Space for new business abounds, thanks in part to tracts of land that have been bought and cleared by nearby Lambert St. Louis International Airport for noise abatement. New development areas include Lambert Pointe, positioned as a corridor for high-tech and biotech businesses, and the Robertson redevelopment area, 180 acres near the airport that Hazelwood Mayor T.R. Carr hopes will become a business park for suppliers to Ford.
In the past, retail establishments have not been a major part of Hazelwood’s economy. But that’s about to change in a big way. Mall developer Mills Corp. recently broke ground for a $250 million shopping center dubbed St. Louis Mills. The 1.2 million-square-foot mall will include 12 anchor stores. Hazelwood city leaders approved $18.7 million in tax increment financing for the project.

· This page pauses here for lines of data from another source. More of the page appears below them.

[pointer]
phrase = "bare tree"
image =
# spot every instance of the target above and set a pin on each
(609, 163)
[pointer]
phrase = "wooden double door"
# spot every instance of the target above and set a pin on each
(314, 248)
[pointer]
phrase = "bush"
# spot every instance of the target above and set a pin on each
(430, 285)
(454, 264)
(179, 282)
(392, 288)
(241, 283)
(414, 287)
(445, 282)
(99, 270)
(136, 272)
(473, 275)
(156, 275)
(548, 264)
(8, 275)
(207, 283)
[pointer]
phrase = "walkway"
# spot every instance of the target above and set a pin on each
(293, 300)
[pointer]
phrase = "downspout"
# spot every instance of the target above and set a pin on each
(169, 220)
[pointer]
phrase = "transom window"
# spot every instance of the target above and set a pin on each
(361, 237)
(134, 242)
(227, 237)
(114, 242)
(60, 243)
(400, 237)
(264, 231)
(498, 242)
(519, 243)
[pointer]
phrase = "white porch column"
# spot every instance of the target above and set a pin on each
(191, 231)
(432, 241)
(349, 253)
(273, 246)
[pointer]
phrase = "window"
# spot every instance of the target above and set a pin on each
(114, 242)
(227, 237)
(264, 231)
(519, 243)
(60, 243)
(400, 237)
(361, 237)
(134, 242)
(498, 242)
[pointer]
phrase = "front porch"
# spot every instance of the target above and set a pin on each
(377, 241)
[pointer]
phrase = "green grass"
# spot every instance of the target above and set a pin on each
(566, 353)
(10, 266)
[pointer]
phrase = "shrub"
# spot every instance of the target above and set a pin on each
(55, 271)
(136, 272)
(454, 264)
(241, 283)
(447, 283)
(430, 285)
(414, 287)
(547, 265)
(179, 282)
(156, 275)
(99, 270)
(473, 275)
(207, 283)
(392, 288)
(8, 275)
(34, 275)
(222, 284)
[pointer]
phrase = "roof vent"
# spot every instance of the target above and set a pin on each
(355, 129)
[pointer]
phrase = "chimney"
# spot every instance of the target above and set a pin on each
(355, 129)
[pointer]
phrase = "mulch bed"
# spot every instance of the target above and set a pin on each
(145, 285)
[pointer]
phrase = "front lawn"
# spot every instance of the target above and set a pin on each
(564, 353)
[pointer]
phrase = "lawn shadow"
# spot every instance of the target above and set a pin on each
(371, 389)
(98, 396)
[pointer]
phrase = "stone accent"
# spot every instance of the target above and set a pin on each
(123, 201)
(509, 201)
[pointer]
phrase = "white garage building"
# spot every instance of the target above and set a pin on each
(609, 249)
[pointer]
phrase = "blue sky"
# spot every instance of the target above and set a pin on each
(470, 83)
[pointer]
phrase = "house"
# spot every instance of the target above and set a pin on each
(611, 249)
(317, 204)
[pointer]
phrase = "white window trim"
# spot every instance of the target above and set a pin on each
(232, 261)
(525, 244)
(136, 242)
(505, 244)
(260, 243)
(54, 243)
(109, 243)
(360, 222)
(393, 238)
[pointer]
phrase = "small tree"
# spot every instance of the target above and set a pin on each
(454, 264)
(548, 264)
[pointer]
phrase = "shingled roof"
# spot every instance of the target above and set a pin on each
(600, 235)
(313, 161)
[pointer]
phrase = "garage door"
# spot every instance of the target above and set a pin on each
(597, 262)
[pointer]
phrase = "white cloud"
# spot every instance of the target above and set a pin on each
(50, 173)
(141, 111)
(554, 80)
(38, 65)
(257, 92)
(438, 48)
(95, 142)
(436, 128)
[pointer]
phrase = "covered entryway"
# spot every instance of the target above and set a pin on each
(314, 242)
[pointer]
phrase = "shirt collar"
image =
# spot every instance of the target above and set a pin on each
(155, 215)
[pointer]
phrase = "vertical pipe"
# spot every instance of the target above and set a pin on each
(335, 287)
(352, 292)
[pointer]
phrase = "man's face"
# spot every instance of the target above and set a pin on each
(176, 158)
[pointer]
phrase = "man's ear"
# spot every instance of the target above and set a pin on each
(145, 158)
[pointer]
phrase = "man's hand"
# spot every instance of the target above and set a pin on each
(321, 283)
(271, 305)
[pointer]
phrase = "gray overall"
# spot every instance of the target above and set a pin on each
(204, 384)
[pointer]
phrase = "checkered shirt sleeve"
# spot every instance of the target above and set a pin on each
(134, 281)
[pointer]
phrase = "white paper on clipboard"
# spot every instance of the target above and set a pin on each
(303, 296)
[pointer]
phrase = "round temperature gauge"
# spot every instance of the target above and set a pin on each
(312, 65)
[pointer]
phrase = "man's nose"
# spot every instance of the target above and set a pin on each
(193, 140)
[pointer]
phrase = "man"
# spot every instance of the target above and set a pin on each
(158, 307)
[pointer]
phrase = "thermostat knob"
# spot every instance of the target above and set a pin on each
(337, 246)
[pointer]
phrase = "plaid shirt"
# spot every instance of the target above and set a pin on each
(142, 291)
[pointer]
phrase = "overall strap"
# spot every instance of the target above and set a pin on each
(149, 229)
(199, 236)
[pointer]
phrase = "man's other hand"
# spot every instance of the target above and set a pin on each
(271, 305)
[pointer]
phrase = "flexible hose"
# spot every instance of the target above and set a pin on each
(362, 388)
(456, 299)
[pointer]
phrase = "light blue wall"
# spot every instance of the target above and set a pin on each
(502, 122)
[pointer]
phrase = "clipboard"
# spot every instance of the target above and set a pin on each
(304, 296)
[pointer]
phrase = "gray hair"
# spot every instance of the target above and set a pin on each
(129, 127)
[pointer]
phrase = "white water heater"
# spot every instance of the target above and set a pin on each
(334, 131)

The mall, being constructed on part of a Missouri River floodplain, will be anchored by high-end outlet stores, led by the St. Louis area’s first OFF 5th—the outlet version of Saks Fifth Avenue.
Rebecca Zoll, executive director of North County Inc., sees the Mills development as an epic event for the region, perhaps permanently changing its economic make-up and the perceptions of outsiders.
“This will bring in people from around the Midwest, and their dollars will go back into our community,” Zoll says. “There’s been some concern about how the mall will affect local business, but I think it will only help.”
St. Louis Mills promises to provide a boom in retail dollars for Hazelwood, but until then, the city is feeling a budget pinch, even before Ford potentially packs up and moves. As part of a national dispute between Ford and the cities that house its auto plants, the automaker recently sued Hazelwood, claiming it has overpaid its taxes and is owed $1.2 million.
With the final outcome of the suit still in question, Hazelwood officials are anticipating the worst. At the same time, they are planning for a possible future loss of annual tax revenue from Ford, estimated at $3 million a year. Earlier this summer, the city considered turning its police service over to St. Louis County. Vocal opposition from residents helped quash that proposal, but their opposition didn’t translate to support for a 44-cent increase in the property tax rate, which lost by 60 votes on the August ballot. The city then implemented a 10-cent rate increase—the maximum allowed under state law without voter approval—and cut its limb-chipping and leaf-vacuuming programs. City Hall also warned that other city services might have to be reduced or eliminated if revenue doesn’t pick up.
Despite the budget crunch and his city’s uncertain economic future, Mayor Carr finds reason for optimism as he stands at the crossroads. “We have an incredible economic base, and we are a financially healthy city,” he says. “Even if Ford were to leave, Hazelwood has a bright economic future.”